Depuis le début de la crise du Covid, vous avez plébiscité le Livret A, produit refuge, en y plaçant près de 20 milliards d’euros. Cet argent ne serait-il pas plus utile ailleurs ? Et si oui, ne faudrait-il pas supprimer, purement et simplement, le Livret A ? On lance le débat.

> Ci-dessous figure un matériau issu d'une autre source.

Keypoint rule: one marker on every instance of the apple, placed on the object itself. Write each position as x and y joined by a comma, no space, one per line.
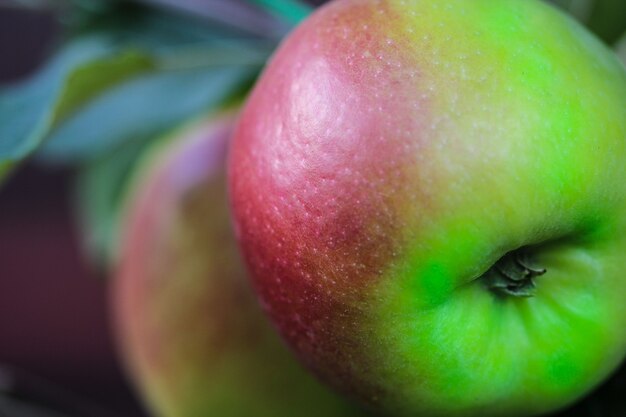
189,328
621,49
430,197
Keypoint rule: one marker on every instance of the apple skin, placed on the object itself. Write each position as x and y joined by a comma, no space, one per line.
190,330
394,151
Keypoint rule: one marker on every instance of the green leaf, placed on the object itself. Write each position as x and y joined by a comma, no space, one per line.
580,9
608,19
143,108
30,111
99,193
292,11
621,49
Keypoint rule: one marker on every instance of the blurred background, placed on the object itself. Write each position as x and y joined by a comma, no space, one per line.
57,354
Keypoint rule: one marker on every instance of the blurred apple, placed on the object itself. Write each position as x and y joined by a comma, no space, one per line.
195,341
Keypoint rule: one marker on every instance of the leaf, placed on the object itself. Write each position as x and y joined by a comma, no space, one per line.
292,11
99,192
28,112
580,9
143,108
120,48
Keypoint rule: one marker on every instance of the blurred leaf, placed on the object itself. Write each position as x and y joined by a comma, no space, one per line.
608,19
135,48
580,9
142,109
239,14
99,192
621,49
30,111
292,11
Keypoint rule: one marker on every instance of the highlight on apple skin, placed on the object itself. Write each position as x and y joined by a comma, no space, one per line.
431,199
194,340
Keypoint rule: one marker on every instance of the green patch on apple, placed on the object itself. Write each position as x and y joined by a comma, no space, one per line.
430,198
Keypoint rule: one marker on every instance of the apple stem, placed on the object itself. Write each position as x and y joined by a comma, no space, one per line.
513,275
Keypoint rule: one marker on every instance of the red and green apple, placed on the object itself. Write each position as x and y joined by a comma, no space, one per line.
431,199
190,330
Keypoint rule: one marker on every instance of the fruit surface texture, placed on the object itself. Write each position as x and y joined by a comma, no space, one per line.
431,199
189,328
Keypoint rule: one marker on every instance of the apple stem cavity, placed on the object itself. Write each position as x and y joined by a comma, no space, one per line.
513,275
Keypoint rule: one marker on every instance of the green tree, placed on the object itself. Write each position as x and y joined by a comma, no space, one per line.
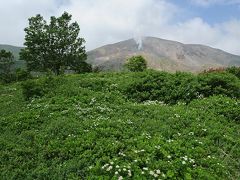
136,64
54,46
6,62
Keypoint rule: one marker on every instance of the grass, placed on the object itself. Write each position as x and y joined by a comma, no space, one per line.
88,127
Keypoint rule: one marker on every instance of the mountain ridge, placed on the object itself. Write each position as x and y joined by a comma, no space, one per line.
162,54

Plus de frais de transports, de restaurants, de sorties... En nous obligeant à rester chez nous de la mi-mars à la mi-mai, le coronavirus a permis à certains d’entre nous d’économiser beaucoup d’argent. Une « épargne forcée » qui, face à la crainte d’une crise économique majeure, s’est transformée depuis en épargne de précaution. Résultat : selon la Banque de France, l’épargne accumulée de mars à juillet s’élève à près de 86 milliards d’euros, et devrait atteindre les 100 milliards d’ici la fin de l’année. Sur ce total, un tiers environ - plus de 30 milliards d’euros à la fin août selon la Caisse des Dépôts (CDC) - a atterri sur un Livret A ou un Livret de développement durable et solidaire (LDDS).

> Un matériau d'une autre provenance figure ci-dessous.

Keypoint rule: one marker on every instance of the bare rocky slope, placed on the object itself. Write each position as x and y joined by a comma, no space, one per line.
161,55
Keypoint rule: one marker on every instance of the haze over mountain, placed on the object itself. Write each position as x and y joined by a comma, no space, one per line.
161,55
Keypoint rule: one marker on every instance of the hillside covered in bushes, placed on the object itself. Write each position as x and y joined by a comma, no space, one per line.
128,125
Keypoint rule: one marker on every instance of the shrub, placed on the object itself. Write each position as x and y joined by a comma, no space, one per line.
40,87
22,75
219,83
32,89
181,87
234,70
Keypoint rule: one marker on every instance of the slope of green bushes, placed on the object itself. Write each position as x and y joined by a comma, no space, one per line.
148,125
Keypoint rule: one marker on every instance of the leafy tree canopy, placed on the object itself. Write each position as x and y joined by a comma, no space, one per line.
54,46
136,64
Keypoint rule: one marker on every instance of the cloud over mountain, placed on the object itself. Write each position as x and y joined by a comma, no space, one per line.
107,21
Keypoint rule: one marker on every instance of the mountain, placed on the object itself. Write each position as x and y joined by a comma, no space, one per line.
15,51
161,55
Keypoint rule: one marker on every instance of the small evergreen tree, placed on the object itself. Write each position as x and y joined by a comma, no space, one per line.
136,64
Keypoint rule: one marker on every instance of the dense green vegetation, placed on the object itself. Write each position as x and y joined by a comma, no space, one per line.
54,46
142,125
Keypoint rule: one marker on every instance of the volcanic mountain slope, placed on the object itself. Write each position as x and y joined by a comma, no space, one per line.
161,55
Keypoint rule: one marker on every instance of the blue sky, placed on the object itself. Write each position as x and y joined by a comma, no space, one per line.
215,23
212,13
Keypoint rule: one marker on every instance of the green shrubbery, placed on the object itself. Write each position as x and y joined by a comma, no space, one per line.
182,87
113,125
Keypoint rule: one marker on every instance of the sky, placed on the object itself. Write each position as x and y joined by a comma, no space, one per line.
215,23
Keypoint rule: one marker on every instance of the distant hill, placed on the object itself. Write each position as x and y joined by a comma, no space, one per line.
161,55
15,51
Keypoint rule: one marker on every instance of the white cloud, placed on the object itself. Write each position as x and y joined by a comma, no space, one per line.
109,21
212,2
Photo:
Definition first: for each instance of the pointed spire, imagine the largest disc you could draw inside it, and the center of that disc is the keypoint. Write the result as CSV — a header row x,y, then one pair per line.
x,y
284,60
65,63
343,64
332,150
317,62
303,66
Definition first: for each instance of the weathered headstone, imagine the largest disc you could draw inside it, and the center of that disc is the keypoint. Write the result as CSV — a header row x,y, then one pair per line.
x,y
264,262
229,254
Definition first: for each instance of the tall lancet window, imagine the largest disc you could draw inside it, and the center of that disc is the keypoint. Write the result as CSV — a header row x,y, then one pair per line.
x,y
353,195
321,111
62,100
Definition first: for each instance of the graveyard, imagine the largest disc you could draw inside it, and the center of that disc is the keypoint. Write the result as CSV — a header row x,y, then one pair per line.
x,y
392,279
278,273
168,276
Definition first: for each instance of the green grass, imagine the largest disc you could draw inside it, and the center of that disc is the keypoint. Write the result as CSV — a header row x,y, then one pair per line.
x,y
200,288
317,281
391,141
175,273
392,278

Logique : les caractéristiques du Livret A - garantie de l’État, exonération fiscale, disponibilité des fonds - en font la valeur refuge idéale en période de crise. Cerise sur le gâteau, il affiche, malgré une baisse récente, un taux quasi imbattable pour un livret : 0,5% net. Le choix des Français, rationnel, n’est toutefois pas du goût de tout le monde. Les pouvoirs publics notamment, souhaiteraient voir les Français « désépargner » et participer à la relance économique par la consommation. Et les banques préféreraient placer cet argent sur des produits plus rémunérateurs et non garantis.

C’est ainsi qu’ont fait leur retour, ces dernières semaines, des critiques anciennes à l’égard du produit d’épargne réglementée. Et en toile de fond, une question : le temps ne serait-il pas venu de se débarrasser de cet encombrant Livret A ? Nous avons interrogé à ce sujet deux spécialistes, Cyril Blesson, associé au sein du cabinet Pair Conseil et éditeur des « Cahiers de l’épargne », et Philippe Crevel, qui dirige notamment le « Cercle de l’épargne ». Voici leurs arguments, et de quoi alimenter le débat.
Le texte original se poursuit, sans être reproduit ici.